Comment, sans malhonnêteté ou sans aveuglement, peut-on passer sous silence les liens existant entre l'égalitarisme et l'individualisme d'une part, et de l'autre, la promesse chrétienne ? De Joachim de Flore à Lamennais et Marc Sanguier, tous ceux qui se sont levés pour combattre les puissants, abattre les monuments de la beauté humaine, non pas parce qu'ils étaient leurs ennemis, mais parce qu'ils combattaient la Beauté, la Puissance en soi, tous ceux-là ont puisé leur force dans la Bible. La liste en est énorme, chaque siècle en ajoute au précédent, pour aboutir à la transformation finale de « la seule internationale qui tienne » en mouvement spirituel de la démocratie universelle, de la papauté en une chaire internationale des droits de l'homme. Certes, s'il avait su ce que réservait l'avenir, le vieux Maurras aurait rempli différemment son arche ; il aurait cherché ailleurs des compromis pour sa “contre-révolution”, mais à celui qui veut rester aveugle, Zeus bande pieusement les yeux.
Le mirage d'un “monde meilleur”
Si C. Perroux avait bien voulu prendre le risque de parler de la question, il aurait pu discuter des relations existant entre la croyance au progrès indéfini et la conviction que tout finit bien, qu'il existe, dans l'Avenir ou dans l'Ailleurs, un lieu merveilleux où le faible et le juste ne seraient plus écrasés par la force brutale, une terre promise où « l'agneau et le loup dormiront ensemble », croyance dont l'origine se trouve dans le livre d'un peuple de l'Euphrate.

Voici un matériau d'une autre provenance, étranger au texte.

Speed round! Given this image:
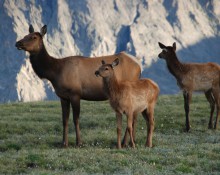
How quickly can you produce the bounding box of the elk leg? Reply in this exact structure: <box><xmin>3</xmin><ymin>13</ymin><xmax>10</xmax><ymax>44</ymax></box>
<box><xmin>205</xmin><ymin>90</ymin><xmax>215</xmax><ymax>129</ymax></box>
<box><xmin>127</xmin><ymin>114</ymin><xmax>135</xmax><ymax>148</ymax></box>
<box><xmin>116</xmin><ymin>112</ymin><xmax>122</xmax><ymax>149</ymax></box>
<box><xmin>183</xmin><ymin>91</ymin><xmax>192</xmax><ymax>132</ymax></box>
<box><xmin>122</xmin><ymin>114</ymin><xmax>137</xmax><ymax>147</ymax></box>
<box><xmin>132</xmin><ymin>114</ymin><xmax>137</xmax><ymax>142</ymax></box>
<box><xmin>71</xmin><ymin>97</ymin><xmax>82</xmax><ymax>146</ymax></box>
<box><xmin>60</xmin><ymin>99</ymin><xmax>70</xmax><ymax>147</ymax></box>
<box><xmin>142</xmin><ymin>107</ymin><xmax>154</xmax><ymax>148</ymax></box>
<box><xmin>213</xmin><ymin>88</ymin><xmax>220</xmax><ymax>129</ymax></box>
<box><xmin>122</xmin><ymin>128</ymin><xmax>129</xmax><ymax>148</ymax></box>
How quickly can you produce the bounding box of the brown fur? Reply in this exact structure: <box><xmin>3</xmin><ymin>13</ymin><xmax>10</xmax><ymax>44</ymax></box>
<box><xmin>159</xmin><ymin>43</ymin><xmax>220</xmax><ymax>131</ymax></box>
<box><xmin>96</xmin><ymin>59</ymin><xmax>159</xmax><ymax>148</ymax></box>
<box><xmin>16</xmin><ymin>25</ymin><xmax>141</xmax><ymax>146</ymax></box>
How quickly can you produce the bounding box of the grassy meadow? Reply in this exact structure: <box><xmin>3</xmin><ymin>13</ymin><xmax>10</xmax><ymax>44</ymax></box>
<box><xmin>0</xmin><ymin>95</ymin><xmax>220</xmax><ymax>175</ymax></box>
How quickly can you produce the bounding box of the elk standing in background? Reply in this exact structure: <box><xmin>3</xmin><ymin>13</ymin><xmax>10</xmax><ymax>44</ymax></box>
<box><xmin>158</xmin><ymin>42</ymin><xmax>220</xmax><ymax>132</ymax></box>
<box><xmin>95</xmin><ymin>59</ymin><xmax>159</xmax><ymax>148</ymax></box>
<box><xmin>16</xmin><ymin>25</ymin><xmax>141</xmax><ymax>147</ymax></box>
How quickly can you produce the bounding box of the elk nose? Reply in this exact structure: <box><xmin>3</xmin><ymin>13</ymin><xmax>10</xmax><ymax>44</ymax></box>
<box><xmin>15</xmin><ymin>41</ymin><xmax>22</xmax><ymax>47</ymax></box>
<box><xmin>95</xmin><ymin>71</ymin><xmax>99</xmax><ymax>77</ymax></box>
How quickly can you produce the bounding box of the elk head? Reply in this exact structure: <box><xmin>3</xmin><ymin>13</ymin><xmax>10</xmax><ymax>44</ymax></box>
<box><xmin>158</xmin><ymin>42</ymin><xmax>176</xmax><ymax>60</ymax></box>
<box><xmin>95</xmin><ymin>58</ymin><xmax>119</xmax><ymax>78</ymax></box>
<box><xmin>15</xmin><ymin>25</ymin><xmax>47</xmax><ymax>53</ymax></box>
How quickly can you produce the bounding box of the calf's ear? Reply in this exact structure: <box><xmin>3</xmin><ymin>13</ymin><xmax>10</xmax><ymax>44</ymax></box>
<box><xmin>158</xmin><ymin>42</ymin><xmax>166</xmax><ymax>49</ymax></box>
<box><xmin>173</xmin><ymin>42</ymin><xmax>176</xmax><ymax>51</ymax></box>
<box><xmin>40</xmin><ymin>25</ymin><xmax>47</xmax><ymax>37</ymax></box>
<box><xmin>112</xmin><ymin>58</ymin><xmax>120</xmax><ymax>68</ymax></box>
<box><xmin>29</xmin><ymin>24</ymin><xmax>34</xmax><ymax>33</ymax></box>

Il lui aurait été difficile, alors, de dire aussi uniment que tout, bon ou mauvais, nous vient des Grecs, les Juifs n'y ayant aucune part.
Si, des bords du Styx où il erre aujourd'hui, C. Perroux peut m'entendre, qu'il écoute : « Oui, les peuples retrouveront le sens de la tradition et du lignage ; ils reconnaîtront leurs héros et leurs rois, mais il leur faut d'abord renoncer à la promesse d'un Jour Meilleur. Le jour où cette espérance mortelle sera définitivement étranglée, le jour où l'on saura, poétiquement (1) que tout finit toujours mal, mais qu'il faut combattre quand même, sous le ciel de fer, sur l'arène brûlante cerclée de ténèbres, ce jour-là nous comprendrons à nouveau le sourire mystérieux de la kourè. Notre civilisation aura retrouvé le sens du tragique ».

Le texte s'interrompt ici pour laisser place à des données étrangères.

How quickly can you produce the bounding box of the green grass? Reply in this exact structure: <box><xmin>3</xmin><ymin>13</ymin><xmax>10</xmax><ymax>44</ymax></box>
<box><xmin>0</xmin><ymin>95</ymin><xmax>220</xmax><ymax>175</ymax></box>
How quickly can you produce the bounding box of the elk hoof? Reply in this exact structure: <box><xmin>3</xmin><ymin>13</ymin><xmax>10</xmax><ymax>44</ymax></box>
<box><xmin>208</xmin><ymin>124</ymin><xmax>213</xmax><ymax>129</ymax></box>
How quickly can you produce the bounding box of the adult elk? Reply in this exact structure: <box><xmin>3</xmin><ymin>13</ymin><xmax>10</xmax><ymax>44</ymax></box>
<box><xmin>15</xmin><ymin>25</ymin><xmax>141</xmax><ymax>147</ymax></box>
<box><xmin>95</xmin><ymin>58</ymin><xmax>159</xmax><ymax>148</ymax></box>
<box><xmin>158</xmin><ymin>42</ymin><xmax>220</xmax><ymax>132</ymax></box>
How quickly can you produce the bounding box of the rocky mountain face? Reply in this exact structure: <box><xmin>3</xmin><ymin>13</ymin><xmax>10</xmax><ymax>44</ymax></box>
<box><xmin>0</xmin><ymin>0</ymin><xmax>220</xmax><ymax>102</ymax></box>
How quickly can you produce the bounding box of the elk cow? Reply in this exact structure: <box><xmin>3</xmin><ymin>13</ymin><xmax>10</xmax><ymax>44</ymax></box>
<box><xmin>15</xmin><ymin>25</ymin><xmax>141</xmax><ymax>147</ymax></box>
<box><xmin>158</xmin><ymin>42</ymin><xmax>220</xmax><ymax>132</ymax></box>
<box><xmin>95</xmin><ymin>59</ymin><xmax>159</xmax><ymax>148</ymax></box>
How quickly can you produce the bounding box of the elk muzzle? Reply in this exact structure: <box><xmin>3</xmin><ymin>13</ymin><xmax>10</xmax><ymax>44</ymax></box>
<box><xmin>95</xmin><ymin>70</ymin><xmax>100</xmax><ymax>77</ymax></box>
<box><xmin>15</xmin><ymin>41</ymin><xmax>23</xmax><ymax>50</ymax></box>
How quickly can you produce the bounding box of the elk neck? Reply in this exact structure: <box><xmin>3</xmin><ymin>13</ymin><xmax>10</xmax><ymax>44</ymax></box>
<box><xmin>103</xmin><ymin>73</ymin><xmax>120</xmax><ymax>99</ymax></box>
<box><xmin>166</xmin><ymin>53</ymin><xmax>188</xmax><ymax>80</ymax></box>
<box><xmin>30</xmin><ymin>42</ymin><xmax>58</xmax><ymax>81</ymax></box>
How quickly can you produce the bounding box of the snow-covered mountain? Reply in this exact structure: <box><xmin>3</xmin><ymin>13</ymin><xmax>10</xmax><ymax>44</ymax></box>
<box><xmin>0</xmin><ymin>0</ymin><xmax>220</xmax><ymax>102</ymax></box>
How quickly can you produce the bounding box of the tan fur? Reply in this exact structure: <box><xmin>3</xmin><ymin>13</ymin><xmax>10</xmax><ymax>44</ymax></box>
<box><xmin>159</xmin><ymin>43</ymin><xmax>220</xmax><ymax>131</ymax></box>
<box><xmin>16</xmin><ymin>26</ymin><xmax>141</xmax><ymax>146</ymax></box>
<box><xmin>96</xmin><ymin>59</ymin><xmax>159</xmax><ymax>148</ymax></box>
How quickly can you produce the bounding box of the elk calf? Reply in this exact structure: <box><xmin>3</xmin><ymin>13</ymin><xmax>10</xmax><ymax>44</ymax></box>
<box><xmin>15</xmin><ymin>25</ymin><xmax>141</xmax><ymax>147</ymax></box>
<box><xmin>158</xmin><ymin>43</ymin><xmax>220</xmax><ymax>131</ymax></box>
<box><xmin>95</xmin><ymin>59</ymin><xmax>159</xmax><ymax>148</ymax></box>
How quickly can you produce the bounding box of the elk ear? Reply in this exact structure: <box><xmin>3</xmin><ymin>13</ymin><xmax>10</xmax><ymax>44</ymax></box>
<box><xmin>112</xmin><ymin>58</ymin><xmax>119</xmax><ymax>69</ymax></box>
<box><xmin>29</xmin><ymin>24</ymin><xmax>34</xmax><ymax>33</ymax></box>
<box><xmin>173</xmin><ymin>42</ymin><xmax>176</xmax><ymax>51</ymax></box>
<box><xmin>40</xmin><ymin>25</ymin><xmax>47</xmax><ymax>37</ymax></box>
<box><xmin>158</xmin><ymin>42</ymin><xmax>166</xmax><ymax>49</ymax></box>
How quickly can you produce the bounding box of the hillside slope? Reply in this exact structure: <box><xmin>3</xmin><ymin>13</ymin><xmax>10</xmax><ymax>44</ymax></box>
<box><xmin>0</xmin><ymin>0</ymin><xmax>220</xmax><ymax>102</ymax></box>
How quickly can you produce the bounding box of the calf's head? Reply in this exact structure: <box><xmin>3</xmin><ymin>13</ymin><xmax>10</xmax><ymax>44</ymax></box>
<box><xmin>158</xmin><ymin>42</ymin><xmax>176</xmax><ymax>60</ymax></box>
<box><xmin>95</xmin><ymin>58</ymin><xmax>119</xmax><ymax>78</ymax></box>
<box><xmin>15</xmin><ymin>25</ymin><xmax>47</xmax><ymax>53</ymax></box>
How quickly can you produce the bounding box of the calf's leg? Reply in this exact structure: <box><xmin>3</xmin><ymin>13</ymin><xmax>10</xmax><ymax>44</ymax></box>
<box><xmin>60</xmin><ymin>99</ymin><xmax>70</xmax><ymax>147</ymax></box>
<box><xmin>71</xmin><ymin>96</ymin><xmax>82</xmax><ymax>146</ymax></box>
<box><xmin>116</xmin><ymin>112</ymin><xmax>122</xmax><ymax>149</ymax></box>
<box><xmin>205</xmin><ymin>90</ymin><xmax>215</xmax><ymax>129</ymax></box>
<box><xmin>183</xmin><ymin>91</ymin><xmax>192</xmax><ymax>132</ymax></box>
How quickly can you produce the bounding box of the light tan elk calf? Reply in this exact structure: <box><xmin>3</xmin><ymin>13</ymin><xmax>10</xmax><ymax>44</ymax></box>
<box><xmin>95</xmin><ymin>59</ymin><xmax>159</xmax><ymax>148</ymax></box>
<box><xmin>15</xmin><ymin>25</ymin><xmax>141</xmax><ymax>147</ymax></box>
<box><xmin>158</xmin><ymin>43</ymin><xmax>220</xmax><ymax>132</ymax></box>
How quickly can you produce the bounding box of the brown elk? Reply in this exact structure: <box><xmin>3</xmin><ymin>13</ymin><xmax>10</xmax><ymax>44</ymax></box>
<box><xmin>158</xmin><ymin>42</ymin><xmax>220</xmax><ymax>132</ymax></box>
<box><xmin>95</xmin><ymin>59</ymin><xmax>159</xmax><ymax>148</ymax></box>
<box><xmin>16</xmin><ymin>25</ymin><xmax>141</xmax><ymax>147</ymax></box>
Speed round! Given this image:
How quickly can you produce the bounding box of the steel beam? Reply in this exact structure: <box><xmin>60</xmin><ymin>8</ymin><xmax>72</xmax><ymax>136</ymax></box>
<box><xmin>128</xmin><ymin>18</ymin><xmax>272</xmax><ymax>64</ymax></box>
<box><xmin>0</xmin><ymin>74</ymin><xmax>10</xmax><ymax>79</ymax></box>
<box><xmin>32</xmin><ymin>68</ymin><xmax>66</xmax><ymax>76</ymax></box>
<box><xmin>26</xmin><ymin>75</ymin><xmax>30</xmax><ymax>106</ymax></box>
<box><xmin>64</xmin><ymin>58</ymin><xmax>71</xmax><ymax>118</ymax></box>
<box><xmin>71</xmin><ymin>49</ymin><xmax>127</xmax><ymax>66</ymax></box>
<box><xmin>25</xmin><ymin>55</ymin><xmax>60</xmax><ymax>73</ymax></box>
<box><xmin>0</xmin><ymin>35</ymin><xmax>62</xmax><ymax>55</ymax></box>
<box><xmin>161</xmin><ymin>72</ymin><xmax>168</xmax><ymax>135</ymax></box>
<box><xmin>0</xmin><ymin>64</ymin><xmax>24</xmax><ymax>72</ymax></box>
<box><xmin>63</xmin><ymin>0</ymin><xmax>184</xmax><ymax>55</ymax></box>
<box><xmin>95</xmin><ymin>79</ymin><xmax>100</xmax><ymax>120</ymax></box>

Un recours à Nietzsche aurait sans doute beaucoup apporté au livre de C. Perroux, car le « Sarmate ingénieux et inventif » a ouvert pour toujours une brèche dans le mur clos du jardin philosophique de l'Europe, nous donnant, malgré nous, une vue sur l'abîme. Nietzsche semblait inconvenant, sans doute, à C. Perroux, et il ne l'a pas cité une seule fois. Nous le regrettons, car la dernière page de son livre, très belle et très pure, nous remplit de sérénité en évoquant l'Éternel Retour en des termes que n'aurait pas désavoués le divin Frédéric : « l'amoral est toujours au-delà du Crépuscule, le soleil se meurt jamais que pour renaître, et c'est de la plus profonde nuit que naît la première lueur du matin ».
► Tribune libre de Pierre de Meuse, Vouloir n°50-51, 1988.
Note : (1) C'est-à-dire, entre autres, de manière profonde, mais voilée.